Upgrading Existing Installations

Startup migrations require MIGRATIONS_AUTO_RUN

Startup migrations only run when MIGRATIONS_AUTO_RUN=true is set in your environment. If it isn't set, run migrations manually. Until the migration runs, previously configured mobile_session_limit / web_session_limit / session_limit_roles values are not enforced — the columns are gone, and session_limits hasn't been populated yet.

Version 0.1.82 includes a startup migration that automatically converts the legacy settings to the new session_limits shape:

  • If session_limit_roles was empty or null, the old mobile_session_limit / web_session_limit values become session_limits.default
  • If session_limit_roles listed specific role IDs, each listed role gets its own entry under session_limits.roles using the old limit values; roles that were not listed remain unlimited, preserving prior behavior
  • After conversion, the legacy mobile_session_limit, web_session_limit, and session_limit_roles columns are dropped
  1. Existing sessions continue to work (marked as default type)
  2. No immediate impact on current users once migrated
  3. Configure limits gradually - Start with high limits and reduce
  4. Update client applications to pass authType parameter

Database Migration

The type field in baasix_Sessions defaults to 'default' for backward compatibility.
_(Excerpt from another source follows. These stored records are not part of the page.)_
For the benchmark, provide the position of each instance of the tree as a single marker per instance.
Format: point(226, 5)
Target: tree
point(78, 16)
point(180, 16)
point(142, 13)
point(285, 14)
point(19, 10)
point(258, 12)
No additional data migration is required for sessions themselves — only the session_limits conversion described above.

API Reference

POST /auth/login

Parameters:

  • authType (optional): 'mobile' | 'web' | 'default'

POST /auth/register

Parameters:

  • authType (optional): 'mobile' | 'web' | 'default'

POST /auth/magiclink

Parameters:

  • authType (optional): 'mobile' | 'web' | 'default'

POST /auth/switch-tenant

Parameters:

  • authType (optional): 'mobile' | 'web' | 'default'

All endpoints return standard authentication responses with session limit validation applied when authType is specified and not 'default'.